Comme il n’a pas (heureusement !) que des tsunamis qui déferlent sur les côtes, on observe aussi comment et pourquoi une vague déferle sur une plage : en arrivant dans une zone moins profonde, elle ralenti d’abord sa vitesse proche du fond, ce qui fait que le haut de la vague se précipite vers l’avant « et tombe », se transformant en vague déferlant puis en rouleau. On s’aperçoit que chaque vague qui déferle engendre une montée d’eau sur la plage, qui redescend après, entraînant un courant de retour sous les vagues qui continuent d’arriver.
Pendant la visite, les jeunes ont donc pu observer comment marche un canal à houle, ce que les chercheurs en font (et pourquoi !) et la dynamique des vagues. Ils ont même eu la chance de visiter le bureau d’Ivan, preuve absolue de l’amour d’un chercheur à sa recherche : il est installé dans la caféterie-underground du bâtiment, alors qu’il aurait pu avoir un vrai bureau plus loin. Mais il s’est dit que comme ça il est juste à côté de son canal et il peut donc surveiller ses caméras de plus près et les vagues qui passent devant.
J’ai eu la chance de parler avec quelques élèves et, comme pour tout bon groupe d’ados, les opinions couvrent un large spectre. Je suis contente de voir que le bas du spectre reste sur l’indifférent (ça aurait pu être l’horrible !) et que la moyenne et le haut du spectre penchent plutôt vers le « C’était intéressant » ou « C’est bien de pouvoir sortir et c’est mieux que les cours », ou même « C’est bien d’avoir un peu de culture générale et d’apprendre des choses différentes » … et bien évidemment « On a bien aimé voir le tsunami! ». Le professeur a avoué que c’était très intéressant, surtout que le sujet en question c’est un petit plus par rapport aux programmes classiques de sciences physiques qui étudient rarement ces phénomènes, et qui peut-être en classe il sera possible de rebondir là-dessus.

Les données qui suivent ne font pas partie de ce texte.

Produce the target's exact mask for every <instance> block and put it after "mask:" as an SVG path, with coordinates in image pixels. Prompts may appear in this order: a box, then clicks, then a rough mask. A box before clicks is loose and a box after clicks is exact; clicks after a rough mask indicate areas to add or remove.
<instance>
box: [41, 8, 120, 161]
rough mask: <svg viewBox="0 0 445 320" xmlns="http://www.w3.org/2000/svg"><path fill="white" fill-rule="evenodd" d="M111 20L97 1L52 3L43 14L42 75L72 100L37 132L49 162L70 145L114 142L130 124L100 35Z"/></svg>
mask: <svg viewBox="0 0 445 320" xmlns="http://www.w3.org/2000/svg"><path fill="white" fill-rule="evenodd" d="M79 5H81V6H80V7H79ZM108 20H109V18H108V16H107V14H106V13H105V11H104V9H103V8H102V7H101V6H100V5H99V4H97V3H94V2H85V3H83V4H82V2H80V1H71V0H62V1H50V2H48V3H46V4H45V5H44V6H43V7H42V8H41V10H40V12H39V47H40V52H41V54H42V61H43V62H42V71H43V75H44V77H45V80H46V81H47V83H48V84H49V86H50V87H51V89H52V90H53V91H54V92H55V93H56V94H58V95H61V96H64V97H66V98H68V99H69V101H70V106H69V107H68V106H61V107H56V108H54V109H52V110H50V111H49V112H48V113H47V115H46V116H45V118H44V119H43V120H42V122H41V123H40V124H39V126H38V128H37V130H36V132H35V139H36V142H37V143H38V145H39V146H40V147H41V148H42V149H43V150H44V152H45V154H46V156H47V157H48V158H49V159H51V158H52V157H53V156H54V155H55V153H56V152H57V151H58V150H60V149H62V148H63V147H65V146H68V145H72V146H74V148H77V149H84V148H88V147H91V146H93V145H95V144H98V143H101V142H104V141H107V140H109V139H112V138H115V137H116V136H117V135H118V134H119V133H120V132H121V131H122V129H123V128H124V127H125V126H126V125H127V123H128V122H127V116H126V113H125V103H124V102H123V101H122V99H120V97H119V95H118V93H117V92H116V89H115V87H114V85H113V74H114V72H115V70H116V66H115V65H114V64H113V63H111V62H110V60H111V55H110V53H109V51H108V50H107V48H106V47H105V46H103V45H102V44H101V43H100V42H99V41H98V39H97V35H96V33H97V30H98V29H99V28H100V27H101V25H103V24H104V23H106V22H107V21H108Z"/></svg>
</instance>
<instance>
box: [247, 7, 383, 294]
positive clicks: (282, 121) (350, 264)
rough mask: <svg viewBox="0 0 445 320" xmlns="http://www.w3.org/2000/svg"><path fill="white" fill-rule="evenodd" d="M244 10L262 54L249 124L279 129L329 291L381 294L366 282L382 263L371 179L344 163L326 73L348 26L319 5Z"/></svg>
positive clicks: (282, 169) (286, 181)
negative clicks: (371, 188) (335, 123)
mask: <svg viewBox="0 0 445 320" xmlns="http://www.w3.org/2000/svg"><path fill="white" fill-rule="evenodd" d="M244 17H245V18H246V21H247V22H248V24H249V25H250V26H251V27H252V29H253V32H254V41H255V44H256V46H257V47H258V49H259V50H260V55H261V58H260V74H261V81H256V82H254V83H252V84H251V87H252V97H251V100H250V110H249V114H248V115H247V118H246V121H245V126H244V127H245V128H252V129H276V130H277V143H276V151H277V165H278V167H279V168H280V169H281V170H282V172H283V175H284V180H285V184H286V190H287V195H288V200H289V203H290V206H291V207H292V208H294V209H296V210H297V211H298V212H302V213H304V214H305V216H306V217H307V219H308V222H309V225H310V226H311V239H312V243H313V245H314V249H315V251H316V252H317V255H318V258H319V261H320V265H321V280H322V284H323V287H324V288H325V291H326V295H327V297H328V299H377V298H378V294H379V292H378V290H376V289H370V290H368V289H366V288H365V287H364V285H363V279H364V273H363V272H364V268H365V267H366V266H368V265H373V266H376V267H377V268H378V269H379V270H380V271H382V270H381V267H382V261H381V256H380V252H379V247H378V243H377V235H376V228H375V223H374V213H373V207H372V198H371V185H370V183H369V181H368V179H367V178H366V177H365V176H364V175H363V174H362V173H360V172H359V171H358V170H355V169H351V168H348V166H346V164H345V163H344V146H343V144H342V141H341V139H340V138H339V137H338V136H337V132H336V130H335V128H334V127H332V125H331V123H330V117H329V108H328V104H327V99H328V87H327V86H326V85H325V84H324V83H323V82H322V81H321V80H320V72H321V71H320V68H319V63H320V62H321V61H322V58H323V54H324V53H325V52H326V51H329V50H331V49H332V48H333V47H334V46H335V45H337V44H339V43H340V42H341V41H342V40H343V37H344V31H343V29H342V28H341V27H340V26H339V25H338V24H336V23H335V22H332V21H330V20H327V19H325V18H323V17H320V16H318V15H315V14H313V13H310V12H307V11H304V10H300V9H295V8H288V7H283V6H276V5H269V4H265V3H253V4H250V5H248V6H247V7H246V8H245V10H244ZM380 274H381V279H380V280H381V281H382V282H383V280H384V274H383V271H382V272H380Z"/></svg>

Selon deux élèves et le professeur, si on devait résumer la visite en une phrase ce serait :
Le fonctionnement des vagues.
Comment les vagues bougent t'elles?
Agréable et enrichissante.
Je crois donc que le bilan global de la rencontre entre chercheurs et jeune public est surtout positif et j’espère que de plus en plus de chercheurs accepteront ce défi : l’époque de la boîte noire de la recherche est finie, il faut l’accepter, et tant mieux.